Habituée à mouliner la même farine, la fine fleur
de nos économistes continue de gloser sur les causes d’une crise
qui touche à présent les secteurs les plus sensibles de
l’activité économique. Crise de l’énergie ? Des
centaines de tankers gitent dans les ports grecs, dans les fjords norvégiens
et jamais on n’aura découvert autant de pétrole dans le
monde depuis l’annonce, en 1973, d’une prochaine pénurie. Crise
de l’automobile ? Ce sont, ici, les hausses inconsidérées
qui ont fini par casser le marché et toute l’Europe roulera bientôt
dans de brinquebalantes ferrailles achetées au marché
de l’occasion.
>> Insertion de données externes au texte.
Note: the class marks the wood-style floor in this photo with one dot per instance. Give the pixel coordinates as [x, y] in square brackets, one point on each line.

Tant pis pour la sécurité. Il ne saurait
être question de réduire les commissions, les marges et
les taxes. Crise de la sidérurgie ? Les usines ferment, non pas
faute de minerais, de personnels ou d’outillages, mais faute de clients
que s’arrache la concurrence étrangère. Crise du textile
? Là également les marchés sont submergés.
On refoule aux frontières les importations à bas prix
- merci pour le consommateur - made in Taïwan ou made in Coréa.
Surcapacité de 400 000 tonnes dans les aciers spéciaux.
Marché du porc en plein marasme. Un million de tonnes de blé
doivent être « impérativement » exportées
hors d’Europe. Le fleuve de lait a franchi la cote d’alerte. Crise du
vin ? Gare à l’Italie à l’Espagne, à la Grèce,
au Portugal.
Ainsi, nul besoin d’être grand clerc pour attribuer la décomposition
du système, la dégradation, le grippage de ses mécanismes
financiers à une seule cause : l’inadaptation de l’outil monétaire
à une situation de pléthore. Mais dénoncer l’abondance
comme source de nos maux écorcherait la langue de nos économistes,
de tous ces maîtres à penser qui en ont fait un sujet tabou,
raillant ceux qui s’imaginent en faire profiter les consommateurs aujourd’hui
impécunieux, insuffisamment solvabilisés.
Le capitalisme reste l’économie de la rareté. La rareté
fait le prix. L’abondance tue le profit. Il s’agit là d’axiomes
auxquels nos technocrates, formés au moule d’un enseignement
dépassé, refusent d’accorder réflexion. La société
ne changera qu’avec le changement de tous ses usages monétaires
qui, le progrès aidant, ont apporté tant et tant d’inconséquences.
La monnaie transférable est l’outil d’une économie de
concurrence et de profits. La monnaie de consommation sera celui d’une
économie mieux adaptée à l’accélération
du progrès technique et scientifique, à l’abondance qui
en découle et dont nous faisons un si piètre usage.
Il ne sert à rien de poser des emplâtres sur un corps gangrené.
A défaut d’une nécessaire révolution économique
et monétaire, seule la guerre avec son cortège de destructions
et de détresses humaines, retendra une fois de plus les ressorts
du vieux système en le délivrant, pour un temps, du fléau
de l’abondance. Reagan et ses conseillers l’ont compris et fait leur
choix. Périsse l’homme pour que vive le profit : 222 milliards
de dollars vont préparer la guerre. Il est seulement navrant
qu’aucun de nos politiques n’ait eu le courage, l’honnêteté
d’annoncer la couleur.
Perdons nos illusions. Le vieux système ne marche plus. Il s’agit
non pas de le dépoussiérer, mais d’en changer pour que
la production serve tout bonnement à satisfaire les besoins des
populations, au lieu d’être sans cesse entravée, détruite,
à seule fin d’animer le commerce de l’argent, d’assurer les profits
et, par là, les revenus illimités d’une minorité.